8 thoughts on “BEA: Start Your Planning Early (April 1 edition)

  1. Spellbound

    Oh my god, that’s hilarious. I simultaneously cringe and smile at the thought of the Truly Wee Store Roundtable…it probably would go something like that!
    “Experience the thrill of discovering yet another new social networking opportunity to feel guilty about neglecting.” I actually had someone take some video at an event in February because I thought I needed to get on the bandwagon… the video has not made it off the memory card as yet, but maybe soon…

    Reply
  2. Lapsed Bookseller

    How about:
    Costumers, Not Customers. What to do when the only “people” coming into your store are a giant Clifford the Big Red Dog, A seven foot tall Cat In The Hat, Arthur, D.W., Maisy, Dora, Madeline, and all those other beloved character costumes.
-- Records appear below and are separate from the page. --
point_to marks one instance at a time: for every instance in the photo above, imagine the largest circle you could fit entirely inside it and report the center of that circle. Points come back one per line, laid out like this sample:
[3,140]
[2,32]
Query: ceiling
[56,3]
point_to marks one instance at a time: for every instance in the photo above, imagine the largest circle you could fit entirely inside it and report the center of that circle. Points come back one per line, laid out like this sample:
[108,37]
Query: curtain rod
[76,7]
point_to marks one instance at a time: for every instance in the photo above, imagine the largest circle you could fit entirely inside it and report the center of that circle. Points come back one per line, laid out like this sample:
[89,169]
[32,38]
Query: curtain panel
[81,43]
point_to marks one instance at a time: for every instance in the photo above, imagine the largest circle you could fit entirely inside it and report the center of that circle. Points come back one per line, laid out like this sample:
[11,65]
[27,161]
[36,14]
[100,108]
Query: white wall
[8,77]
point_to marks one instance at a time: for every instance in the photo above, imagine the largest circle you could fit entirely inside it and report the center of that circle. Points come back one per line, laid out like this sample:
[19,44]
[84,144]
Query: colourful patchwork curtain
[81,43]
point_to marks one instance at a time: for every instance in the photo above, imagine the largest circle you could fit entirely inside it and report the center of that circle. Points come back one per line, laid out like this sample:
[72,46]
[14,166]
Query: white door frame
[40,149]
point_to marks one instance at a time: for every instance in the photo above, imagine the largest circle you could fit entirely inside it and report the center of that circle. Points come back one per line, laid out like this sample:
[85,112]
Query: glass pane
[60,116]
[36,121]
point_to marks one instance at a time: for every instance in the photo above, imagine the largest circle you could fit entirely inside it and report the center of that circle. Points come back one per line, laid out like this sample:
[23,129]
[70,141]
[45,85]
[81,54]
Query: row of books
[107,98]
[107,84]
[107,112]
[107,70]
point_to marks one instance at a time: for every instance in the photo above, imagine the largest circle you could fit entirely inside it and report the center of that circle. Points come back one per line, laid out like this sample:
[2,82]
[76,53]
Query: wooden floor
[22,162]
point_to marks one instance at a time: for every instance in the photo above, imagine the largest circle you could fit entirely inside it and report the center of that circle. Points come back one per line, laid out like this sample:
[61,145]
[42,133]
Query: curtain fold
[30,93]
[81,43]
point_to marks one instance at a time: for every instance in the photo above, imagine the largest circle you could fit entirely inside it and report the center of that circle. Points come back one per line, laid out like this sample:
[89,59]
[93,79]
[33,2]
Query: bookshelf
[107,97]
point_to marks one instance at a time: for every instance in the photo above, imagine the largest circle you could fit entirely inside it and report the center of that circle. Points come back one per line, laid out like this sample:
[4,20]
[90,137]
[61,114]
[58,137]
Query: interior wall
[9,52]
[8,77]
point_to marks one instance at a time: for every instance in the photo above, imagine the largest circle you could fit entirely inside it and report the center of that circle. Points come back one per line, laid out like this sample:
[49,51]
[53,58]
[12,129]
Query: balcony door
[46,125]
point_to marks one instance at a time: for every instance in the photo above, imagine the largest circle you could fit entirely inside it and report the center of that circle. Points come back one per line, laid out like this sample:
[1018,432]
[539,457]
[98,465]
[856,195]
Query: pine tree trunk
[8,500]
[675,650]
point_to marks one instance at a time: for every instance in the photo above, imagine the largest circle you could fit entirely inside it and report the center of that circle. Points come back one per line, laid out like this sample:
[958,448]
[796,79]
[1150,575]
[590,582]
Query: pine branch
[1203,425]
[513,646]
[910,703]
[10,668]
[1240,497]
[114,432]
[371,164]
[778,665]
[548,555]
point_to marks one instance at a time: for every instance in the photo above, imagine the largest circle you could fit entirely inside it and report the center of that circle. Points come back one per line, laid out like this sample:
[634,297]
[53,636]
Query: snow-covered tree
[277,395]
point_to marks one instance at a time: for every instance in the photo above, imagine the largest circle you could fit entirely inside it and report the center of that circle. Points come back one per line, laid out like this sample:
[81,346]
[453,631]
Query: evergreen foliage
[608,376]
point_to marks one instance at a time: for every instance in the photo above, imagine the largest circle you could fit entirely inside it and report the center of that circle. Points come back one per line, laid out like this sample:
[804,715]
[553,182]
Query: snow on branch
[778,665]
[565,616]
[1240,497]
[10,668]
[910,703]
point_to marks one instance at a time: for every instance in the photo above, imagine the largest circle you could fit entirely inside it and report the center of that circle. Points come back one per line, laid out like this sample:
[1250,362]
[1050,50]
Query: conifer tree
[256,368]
How to attach a breathing tube inside one of those big heads, how to assess the amount the gift certificate to the massage therapist/chiropracter should be for after wearing the costume, and self defense from twoddlers who think that kicking a Wild Thing is much more fun than putting toast with peanut butter into the DVD player.

    Reply
  3. k.b.

    I was actually hoping that there would be a panel called Mickey Use in Children’s Bookselling, focusing on the legality of drugging parents who are engaged in vociferously trying to force ill chosen books on, or loudly soliciting unwanted advice for, their mortified teenage offspring while said child is trying to browse in peace. It’s gratifying and effective, but are their liability concerns?

    Reply
  4. Carol Chittenden

    Brilliant post, as funny as it is dead on target. Here are my additions:
    Merchandising Fairies. Find ways to fit more large hunks of empty cardboard displays into fairy-size retail spaces. Includes demonstration of sky hooks and reversible shelving, legal use of basements (with or without trolls, and crawl spaces.
    Inventory Systems and Technology: Listen to people who have not been booksellers for a decade, if ever, tell you why all your difficulties in using their software are your fault, not that of their slow, expensive system. Upgrades available for a large annual fee.

    Reply
  5. Elizabeth Bluemle

    This April Fool’s post made me laugh out loud all over again, if I can say that as the co-author, and I can’t believe how much is still relevant, twelve years later. Love the comments, too!! Thanks for reminding me of this, Josie – a fun trip down memory lane!